Amid national attention, the words of Till’s grieving mother, Mamie Till-Mobley, cut through to the public. After Till’s mutilated body was retrieved from the Tallahatchie River, Till-Mobley insisted on an open casket for her late son’s funeral, saying “Let the world see what they did to my boy.”
Till’s story and the lasting impact of his mother’s words have inspired the newest exhibit at Cincinnati’s National Underground Railroad Freedom Center titled “Emmett Till & Mamie Till-Mobley: Let the World See.”
“Emmett Till & Mamie Till-Mobley: Let the World See” opens at the National Underground Railroad Freedom Center on Jan. 10.
Opening Jan. 10 at the Freedom Center, located at 50 E. Freedom Way, the exhibit spotlights the 1955 incident in an effort to show the work that still needs to be done in the fight against racial injustice, the center stated in a press release. Featured in the new exhibit is a bullet-riddled, vandalized historical marker to commemorate the tragedy while underscoring its lasting implications today.
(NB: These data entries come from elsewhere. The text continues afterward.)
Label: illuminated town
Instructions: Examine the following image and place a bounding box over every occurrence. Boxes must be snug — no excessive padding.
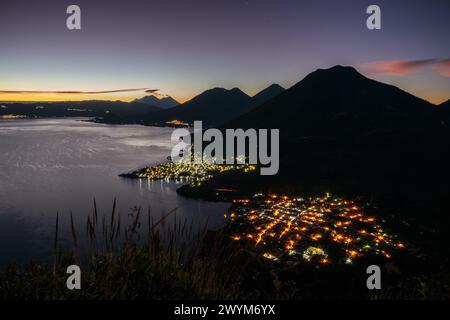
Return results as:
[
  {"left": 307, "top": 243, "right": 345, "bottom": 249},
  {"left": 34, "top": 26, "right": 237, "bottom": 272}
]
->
[
  {"left": 131, "top": 158, "right": 256, "bottom": 187},
  {"left": 228, "top": 194, "right": 405, "bottom": 265}
]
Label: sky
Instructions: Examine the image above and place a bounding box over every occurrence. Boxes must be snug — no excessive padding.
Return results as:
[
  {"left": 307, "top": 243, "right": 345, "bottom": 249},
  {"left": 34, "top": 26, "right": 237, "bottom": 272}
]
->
[{"left": 0, "top": 0, "right": 450, "bottom": 103}]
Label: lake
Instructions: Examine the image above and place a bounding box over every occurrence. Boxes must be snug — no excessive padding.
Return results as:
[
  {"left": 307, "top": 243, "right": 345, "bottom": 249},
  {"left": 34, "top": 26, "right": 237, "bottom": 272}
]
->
[{"left": 0, "top": 118, "right": 229, "bottom": 265}]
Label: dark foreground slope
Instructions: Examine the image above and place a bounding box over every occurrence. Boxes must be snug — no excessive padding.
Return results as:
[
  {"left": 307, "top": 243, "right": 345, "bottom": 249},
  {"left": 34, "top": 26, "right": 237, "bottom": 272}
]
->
[{"left": 180, "top": 66, "right": 450, "bottom": 243}]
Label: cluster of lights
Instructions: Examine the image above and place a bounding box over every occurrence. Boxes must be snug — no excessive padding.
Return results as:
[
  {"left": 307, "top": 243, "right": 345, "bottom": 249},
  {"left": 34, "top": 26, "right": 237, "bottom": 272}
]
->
[
  {"left": 133, "top": 158, "right": 256, "bottom": 187},
  {"left": 228, "top": 194, "right": 405, "bottom": 264}
]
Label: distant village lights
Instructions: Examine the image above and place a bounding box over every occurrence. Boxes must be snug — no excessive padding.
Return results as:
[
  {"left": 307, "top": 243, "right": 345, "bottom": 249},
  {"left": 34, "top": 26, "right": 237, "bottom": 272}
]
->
[{"left": 171, "top": 121, "right": 280, "bottom": 175}]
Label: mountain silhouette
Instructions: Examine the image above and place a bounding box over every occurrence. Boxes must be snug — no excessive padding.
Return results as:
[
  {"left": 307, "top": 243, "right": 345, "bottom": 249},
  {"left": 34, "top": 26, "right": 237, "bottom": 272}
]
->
[
  {"left": 133, "top": 95, "right": 180, "bottom": 109},
  {"left": 252, "top": 83, "right": 284, "bottom": 107},
  {"left": 439, "top": 99, "right": 450, "bottom": 110},
  {"left": 149, "top": 88, "right": 252, "bottom": 127},
  {"left": 224, "top": 66, "right": 439, "bottom": 143}
]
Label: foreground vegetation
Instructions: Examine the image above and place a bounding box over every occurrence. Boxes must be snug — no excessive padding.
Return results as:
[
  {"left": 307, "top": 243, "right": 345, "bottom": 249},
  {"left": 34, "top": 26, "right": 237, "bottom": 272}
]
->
[{"left": 0, "top": 200, "right": 450, "bottom": 300}]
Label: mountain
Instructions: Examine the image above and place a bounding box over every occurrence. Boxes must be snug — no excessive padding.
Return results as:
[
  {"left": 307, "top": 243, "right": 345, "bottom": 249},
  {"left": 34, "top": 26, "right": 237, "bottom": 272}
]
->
[
  {"left": 134, "top": 95, "right": 180, "bottom": 109},
  {"left": 439, "top": 99, "right": 450, "bottom": 110},
  {"left": 224, "top": 66, "right": 438, "bottom": 143},
  {"left": 150, "top": 88, "right": 252, "bottom": 127},
  {"left": 252, "top": 83, "right": 285, "bottom": 107}
]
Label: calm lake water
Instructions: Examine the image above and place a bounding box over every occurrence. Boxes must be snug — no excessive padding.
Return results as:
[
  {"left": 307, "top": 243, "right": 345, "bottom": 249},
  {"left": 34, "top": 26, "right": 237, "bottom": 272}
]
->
[{"left": 0, "top": 119, "right": 229, "bottom": 265}]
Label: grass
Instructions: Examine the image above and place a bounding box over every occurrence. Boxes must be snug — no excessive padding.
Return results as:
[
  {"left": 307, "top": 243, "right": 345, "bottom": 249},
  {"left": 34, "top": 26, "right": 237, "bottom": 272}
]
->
[
  {"left": 0, "top": 202, "right": 450, "bottom": 300},
  {"left": 0, "top": 202, "right": 246, "bottom": 300}
]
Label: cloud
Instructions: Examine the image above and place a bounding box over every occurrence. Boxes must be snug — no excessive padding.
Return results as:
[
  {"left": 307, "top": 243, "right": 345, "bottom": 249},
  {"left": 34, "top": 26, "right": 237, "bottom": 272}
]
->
[
  {"left": 0, "top": 88, "right": 159, "bottom": 94},
  {"left": 361, "top": 59, "right": 450, "bottom": 77}
]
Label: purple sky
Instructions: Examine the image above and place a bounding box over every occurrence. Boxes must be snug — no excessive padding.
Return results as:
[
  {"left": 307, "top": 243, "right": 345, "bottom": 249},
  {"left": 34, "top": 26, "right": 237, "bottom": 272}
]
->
[{"left": 0, "top": 0, "right": 450, "bottom": 102}]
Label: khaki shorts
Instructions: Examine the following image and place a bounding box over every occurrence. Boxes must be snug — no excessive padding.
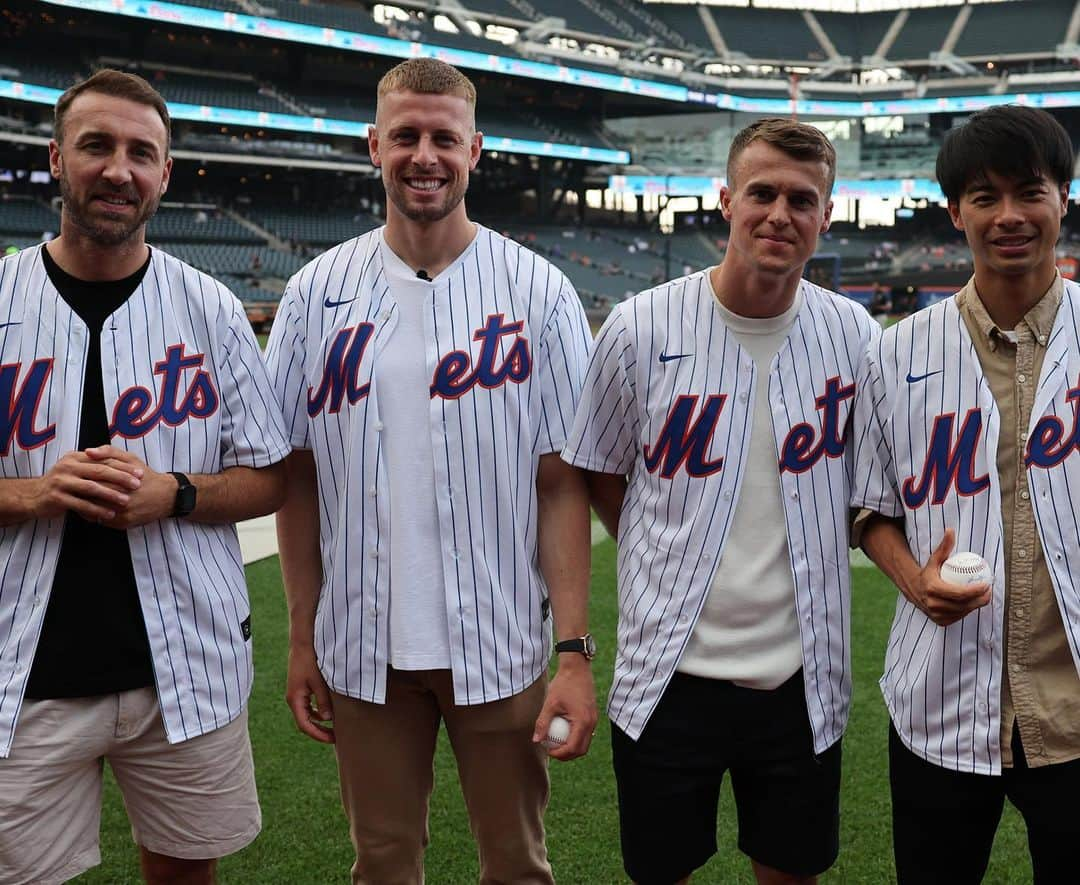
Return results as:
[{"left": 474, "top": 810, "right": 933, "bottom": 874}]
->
[{"left": 0, "top": 688, "right": 261, "bottom": 885}]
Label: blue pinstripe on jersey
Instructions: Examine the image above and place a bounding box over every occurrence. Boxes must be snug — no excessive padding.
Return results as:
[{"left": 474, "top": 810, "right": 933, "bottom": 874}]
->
[
  {"left": 0, "top": 249, "right": 288, "bottom": 755},
  {"left": 267, "top": 228, "right": 590, "bottom": 703},
  {"left": 854, "top": 291, "right": 1080, "bottom": 774}
]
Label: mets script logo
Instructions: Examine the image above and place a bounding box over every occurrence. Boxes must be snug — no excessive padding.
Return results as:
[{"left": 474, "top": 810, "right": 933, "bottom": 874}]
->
[
  {"left": 109, "top": 344, "right": 218, "bottom": 440},
  {"left": 308, "top": 313, "right": 532, "bottom": 417},
  {"left": 643, "top": 393, "right": 728, "bottom": 480},
  {"left": 430, "top": 313, "right": 532, "bottom": 400},
  {"left": 780, "top": 377, "right": 855, "bottom": 473},
  {"left": 901, "top": 408, "right": 990, "bottom": 510},
  {"left": 308, "top": 323, "right": 375, "bottom": 418},
  {"left": 1024, "top": 379, "right": 1080, "bottom": 470},
  {"left": 0, "top": 359, "right": 56, "bottom": 455}
]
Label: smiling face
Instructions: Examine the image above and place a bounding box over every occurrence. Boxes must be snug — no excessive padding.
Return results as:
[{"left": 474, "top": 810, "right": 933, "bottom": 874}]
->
[
  {"left": 368, "top": 91, "right": 483, "bottom": 225},
  {"left": 948, "top": 172, "right": 1068, "bottom": 289},
  {"left": 720, "top": 140, "right": 833, "bottom": 278},
  {"left": 49, "top": 92, "right": 173, "bottom": 247}
]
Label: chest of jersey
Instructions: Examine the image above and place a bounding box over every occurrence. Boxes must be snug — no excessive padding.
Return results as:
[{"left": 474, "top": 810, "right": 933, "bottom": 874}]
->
[
  {"left": 636, "top": 320, "right": 854, "bottom": 480},
  {"left": 307, "top": 313, "right": 532, "bottom": 418}
]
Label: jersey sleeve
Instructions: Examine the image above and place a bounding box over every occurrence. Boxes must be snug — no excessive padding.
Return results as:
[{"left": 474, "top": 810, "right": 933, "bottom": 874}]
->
[
  {"left": 851, "top": 338, "right": 904, "bottom": 518},
  {"left": 219, "top": 296, "right": 289, "bottom": 468},
  {"left": 563, "top": 308, "right": 640, "bottom": 474},
  {"left": 537, "top": 277, "right": 592, "bottom": 455},
  {"left": 267, "top": 278, "right": 310, "bottom": 448}
]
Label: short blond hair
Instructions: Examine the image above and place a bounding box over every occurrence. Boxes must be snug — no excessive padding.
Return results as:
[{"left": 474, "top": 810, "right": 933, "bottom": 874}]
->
[
  {"left": 728, "top": 117, "right": 836, "bottom": 199},
  {"left": 377, "top": 58, "right": 476, "bottom": 113},
  {"left": 53, "top": 68, "right": 172, "bottom": 153}
]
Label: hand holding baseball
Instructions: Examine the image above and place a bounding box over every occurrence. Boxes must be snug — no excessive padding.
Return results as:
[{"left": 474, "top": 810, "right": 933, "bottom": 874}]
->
[{"left": 905, "top": 528, "right": 994, "bottom": 627}]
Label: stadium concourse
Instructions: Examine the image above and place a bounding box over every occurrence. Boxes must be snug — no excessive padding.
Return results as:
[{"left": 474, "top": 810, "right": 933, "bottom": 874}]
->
[{"left": 0, "top": 0, "right": 1080, "bottom": 327}]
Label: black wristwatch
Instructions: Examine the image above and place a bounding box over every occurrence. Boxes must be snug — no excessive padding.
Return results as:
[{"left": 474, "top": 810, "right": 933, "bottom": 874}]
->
[
  {"left": 555, "top": 633, "right": 596, "bottom": 660},
  {"left": 171, "top": 471, "right": 195, "bottom": 517}
]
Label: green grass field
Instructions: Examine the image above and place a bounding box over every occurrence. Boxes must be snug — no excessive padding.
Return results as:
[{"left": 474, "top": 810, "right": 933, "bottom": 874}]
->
[{"left": 76, "top": 540, "right": 1031, "bottom": 885}]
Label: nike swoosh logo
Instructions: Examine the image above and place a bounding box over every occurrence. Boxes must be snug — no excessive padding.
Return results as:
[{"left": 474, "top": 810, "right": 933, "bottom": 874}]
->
[
  {"left": 323, "top": 295, "right": 360, "bottom": 307},
  {"left": 907, "top": 368, "right": 945, "bottom": 384}
]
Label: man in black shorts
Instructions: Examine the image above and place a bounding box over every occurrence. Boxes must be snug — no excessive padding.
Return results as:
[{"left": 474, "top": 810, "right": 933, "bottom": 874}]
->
[{"left": 563, "top": 120, "right": 878, "bottom": 885}]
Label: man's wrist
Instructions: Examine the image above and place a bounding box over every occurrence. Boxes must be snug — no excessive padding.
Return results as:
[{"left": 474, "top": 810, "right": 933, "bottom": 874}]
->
[{"left": 555, "top": 632, "right": 596, "bottom": 660}]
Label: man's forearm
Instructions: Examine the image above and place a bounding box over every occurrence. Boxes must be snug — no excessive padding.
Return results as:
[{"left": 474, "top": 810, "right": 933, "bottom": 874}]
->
[
  {"left": 278, "top": 451, "right": 323, "bottom": 648},
  {"left": 537, "top": 455, "right": 592, "bottom": 639},
  {"left": 860, "top": 515, "right": 922, "bottom": 601},
  {"left": 0, "top": 479, "right": 41, "bottom": 527},
  {"left": 585, "top": 470, "right": 626, "bottom": 538},
  {"left": 187, "top": 461, "right": 285, "bottom": 523}
]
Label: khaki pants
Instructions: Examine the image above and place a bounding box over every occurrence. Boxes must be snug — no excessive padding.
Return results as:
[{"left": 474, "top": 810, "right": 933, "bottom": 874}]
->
[{"left": 334, "top": 669, "right": 554, "bottom": 885}]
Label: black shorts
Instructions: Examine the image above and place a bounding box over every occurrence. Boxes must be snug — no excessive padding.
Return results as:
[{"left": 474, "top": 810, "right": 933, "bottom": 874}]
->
[
  {"left": 611, "top": 671, "right": 840, "bottom": 885},
  {"left": 889, "top": 724, "right": 1080, "bottom": 885}
]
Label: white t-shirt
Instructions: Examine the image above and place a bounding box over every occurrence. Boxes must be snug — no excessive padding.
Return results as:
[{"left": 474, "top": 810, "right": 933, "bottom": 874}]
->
[
  {"left": 374, "top": 240, "right": 469, "bottom": 670},
  {"left": 677, "top": 290, "right": 802, "bottom": 689}
]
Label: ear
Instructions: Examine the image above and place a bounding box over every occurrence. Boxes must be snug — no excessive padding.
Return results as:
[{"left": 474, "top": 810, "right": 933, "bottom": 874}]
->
[
  {"left": 720, "top": 185, "right": 731, "bottom": 222},
  {"left": 158, "top": 157, "right": 173, "bottom": 197},
  {"left": 367, "top": 126, "right": 382, "bottom": 169},
  {"left": 469, "top": 132, "right": 484, "bottom": 172},
  {"left": 49, "top": 138, "right": 64, "bottom": 178},
  {"left": 818, "top": 200, "right": 833, "bottom": 233},
  {"left": 948, "top": 200, "right": 963, "bottom": 231}
]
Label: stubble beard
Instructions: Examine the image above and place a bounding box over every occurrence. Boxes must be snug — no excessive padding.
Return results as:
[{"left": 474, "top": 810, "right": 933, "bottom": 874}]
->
[{"left": 59, "top": 175, "right": 161, "bottom": 246}]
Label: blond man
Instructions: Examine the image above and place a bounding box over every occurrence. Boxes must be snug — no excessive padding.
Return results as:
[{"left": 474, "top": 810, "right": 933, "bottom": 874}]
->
[
  {"left": 268, "top": 59, "right": 596, "bottom": 883},
  {"left": 563, "top": 119, "right": 877, "bottom": 885}
]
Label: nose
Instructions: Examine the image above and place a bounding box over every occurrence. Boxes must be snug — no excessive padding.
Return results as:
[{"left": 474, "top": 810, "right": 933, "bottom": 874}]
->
[
  {"left": 413, "top": 135, "right": 435, "bottom": 166},
  {"left": 769, "top": 197, "right": 792, "bottom": 227},
  {"left": 102, "top": 150, "right": 132, "bottom": 185},
  {"left": 995, "top": 195, "right": 1024, "bottom": 227}
]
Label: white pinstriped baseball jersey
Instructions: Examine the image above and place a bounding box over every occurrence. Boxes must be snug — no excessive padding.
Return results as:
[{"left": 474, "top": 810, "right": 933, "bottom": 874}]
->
[
  {"left": 563, "top": 271, "right": 877, "bottom": 752},
  {"left": 267, "top": 227, "right": 590, "bottom": 703},
  {"left": 0, "top": 249, "right": 289, "bottom": 756},
  {"left": 853, "top": 282, "right": 1080, "bottom": 775}
]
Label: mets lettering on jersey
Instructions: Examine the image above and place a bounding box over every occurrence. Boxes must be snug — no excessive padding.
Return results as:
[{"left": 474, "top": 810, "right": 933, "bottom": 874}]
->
[
  {"left": 267, "top": 227, "right": 590, "bottom": 703},
  {"left": 0, "top": 249, "right": 289, "bottom": 755},
  {"left": 853, "top": 282, "right": 1080, "bottom": 774},
  {"left": 563, "top": 271, "right": 877, "bottom": 752}
]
“The story of Emmett Till is heartbreaking and disturbing, laying bare the vicious cost of racism in our country,” Freedom Center President and COO Woodrow Keown Jr. said in a press release “His mother knew that and refused to let her darling boy die in vain. She endured the pain so that no other mother would have to suffer the loss of her child.”
“As mothers still grieve the cost of racial violence, we’re hopeful that this exhibition about Emmett’s legacy and Mamie’s courage may give us pause to reflect, to rectify and to heal,” Keown added.
“Emmett Till & Mamie Till-Mobley: Let the World See” opens at the National Underground Railroad Freedom Center on Jan. 10.
The Freedom Center has honored the legacies of heroes from the Underground Railroad since its opening in 2004. Symbolically located on the banks of the Ohio River, where many enslaved people sought freedom in the mid-1800s, the Freedom Center shares their stories through immersive exhibits, programming and films that examine issues of freedom, systemic racism, implicit bias and modern day enslavement.
Where to buy tickets
Admission to “Emmett Till & Mamie Till-Mobley: Let the World See” is included in the Freedom Center’s general admission. Tickets to the museum can be purchased at freedomcenter.org.